Miriam hoped they’d like the sight of her Infiniti’s golden glow.
She’d seen to seeking speed around Gelecki. Her circumference runs absorbed light from the monstrous sun. She’d pound fuel into her phase-shifted injection system while carving towards apex around its enormous body of gleam.
Three trips in the last collective cycle maxed-out the storage reservoirs littered through the Infiniti’s framing. Something around and within the webbed nanofibers of its golden-sheened outer plating stowed the most secretively functioned upgrade she’d retrofitted. Miriam Halafax added much upon the design of her to-be universe renown Lithos Miranos with abundance, and this gift would show something unseen before her side of spacetime—joyful declarations of ingenuity untoward the paradigms of The Periphery’s thought.
Fourteen thousand meters turned to now. She’d pull up in time—only just.
Accelleration on the lift and thrust was a tingling in her belly and thighs with somewhere in between. Miriam liked this part best herself. Sound came hard and fast when returned from space to atmosphere and velocity bought by engine in oxygen.
She’d feel speed more. She loved it.
Miriam was a demon at peak velocity and steered like a god. She’d cut into the gymnosperm forests—giants—hoarding growths of globular mass she’d weave through like a fox of Earth in skies of Pelomea. Caverns of epic junction and boring depth would seem no end here.
This one looked big.
Infinus dove in twirl, bought to bear first by blurting reverse thrust from the side-nose pointed forward, before full tilt firing from the side shambled belly burners taking her into a downstream twisted by nothing but grip of hands on the wheel. Miriam liked a little flair.
Enormous crystal caverns were proving intuition unneeded. Miriam operated beyond presumption and guess—this was instinct. She just did things. Everything was being recorded for a post session video-reel broadcasted to a stagnant and sometimes shrinking fanbase in system. Her gut would grumble a wisdom; despite the lack of people about Proximera actually caring to notice how cool Miriam was—they’d figure it out before long.
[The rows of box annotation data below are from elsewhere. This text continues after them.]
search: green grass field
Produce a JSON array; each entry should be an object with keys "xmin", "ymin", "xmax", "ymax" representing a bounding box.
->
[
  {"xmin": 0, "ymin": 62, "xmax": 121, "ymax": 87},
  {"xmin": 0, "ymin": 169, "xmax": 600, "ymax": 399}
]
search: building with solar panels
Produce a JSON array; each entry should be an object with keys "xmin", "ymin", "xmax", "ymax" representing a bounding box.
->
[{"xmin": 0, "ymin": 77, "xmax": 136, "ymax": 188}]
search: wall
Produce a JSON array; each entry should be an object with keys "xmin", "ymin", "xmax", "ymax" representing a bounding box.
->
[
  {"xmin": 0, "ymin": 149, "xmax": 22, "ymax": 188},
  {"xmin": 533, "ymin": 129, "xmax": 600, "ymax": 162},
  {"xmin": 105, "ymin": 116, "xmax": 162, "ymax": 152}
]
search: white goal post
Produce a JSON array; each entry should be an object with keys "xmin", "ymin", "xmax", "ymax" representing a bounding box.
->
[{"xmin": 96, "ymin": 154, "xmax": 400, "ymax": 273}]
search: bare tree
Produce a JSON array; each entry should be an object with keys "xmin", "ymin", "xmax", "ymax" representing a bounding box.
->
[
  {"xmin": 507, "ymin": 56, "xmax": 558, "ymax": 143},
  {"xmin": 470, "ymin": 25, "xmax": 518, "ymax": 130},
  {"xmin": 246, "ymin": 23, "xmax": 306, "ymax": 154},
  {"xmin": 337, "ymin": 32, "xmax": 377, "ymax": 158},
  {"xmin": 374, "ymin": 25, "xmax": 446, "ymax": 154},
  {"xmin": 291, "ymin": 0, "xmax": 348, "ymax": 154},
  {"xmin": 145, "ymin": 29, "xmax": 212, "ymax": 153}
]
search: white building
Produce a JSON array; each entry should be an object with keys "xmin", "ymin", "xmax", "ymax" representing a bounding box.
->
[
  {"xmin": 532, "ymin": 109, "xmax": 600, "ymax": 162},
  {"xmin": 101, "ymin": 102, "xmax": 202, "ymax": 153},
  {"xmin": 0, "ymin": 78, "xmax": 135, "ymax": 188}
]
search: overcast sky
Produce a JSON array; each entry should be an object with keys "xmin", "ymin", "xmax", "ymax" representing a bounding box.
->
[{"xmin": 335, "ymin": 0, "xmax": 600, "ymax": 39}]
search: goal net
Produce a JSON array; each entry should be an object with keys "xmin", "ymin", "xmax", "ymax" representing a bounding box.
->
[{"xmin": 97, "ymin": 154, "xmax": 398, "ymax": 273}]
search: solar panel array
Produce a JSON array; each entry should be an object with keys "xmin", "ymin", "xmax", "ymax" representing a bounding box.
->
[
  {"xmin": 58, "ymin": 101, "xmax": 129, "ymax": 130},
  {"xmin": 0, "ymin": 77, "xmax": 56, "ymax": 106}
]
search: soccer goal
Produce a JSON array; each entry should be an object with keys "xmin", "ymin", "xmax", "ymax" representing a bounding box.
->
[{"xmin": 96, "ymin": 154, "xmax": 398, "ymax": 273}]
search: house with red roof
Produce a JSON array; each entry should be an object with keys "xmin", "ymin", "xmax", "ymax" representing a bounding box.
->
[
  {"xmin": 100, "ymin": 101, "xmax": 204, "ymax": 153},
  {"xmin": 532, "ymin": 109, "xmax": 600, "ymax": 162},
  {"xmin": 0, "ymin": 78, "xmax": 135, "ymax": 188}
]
She’d been smart enough to scout with a drone now blasted into hyper-burn from the nose-cone’s tip slottings to see ahead. Having noticed light of Gelecki cutting from skylit vantage at lengths of distance in cavern unmeasurable, Miriam’s fired scouting bot would prove her discovery of a skyward exit needed.
Upon her full throttled execution of that exit she’d spot it—Mt. Kleo.
Kopi’s highest levels of governance found home in the highest peak of occupied territories on Pelómea. This was the central hub structure of their military complex, technology within would certainly observe and record any and all encroaching airspace thoroughly.
Miriam lowered the darkening blinders—leaning back into her seat and gripping the wheel tighter while the dimming of the scenery brought a calm over the cockpit. Signals blared from the immediate target locks, scanning devices trained on her Infiniti now approached Mt. Kleo dead-on through Tandersmokk Valley, bearing towards a broadside then tearing up the mammoth erection of Mt. Kleo’s southern peak.
The click felt good to hear. Shields were down—locked. Miriam knew it time. She flipped her switch. Everything went golden.
Each last milidyson of collected sunlight held within the banks of her custom Lithos Miranos Infiniti was unleashed. Infinus would be known in name. It would black every camera, burn blind-white into biological eyes unlucky enough to find a glimpse from surface, and leave a mark the Kopi would remember in its databanks until their end.
She’d ridden right up the mountainside. She’d blown Mt. Kleop’s top and tore the sky a hole.
Miriam Halafax was just showing off.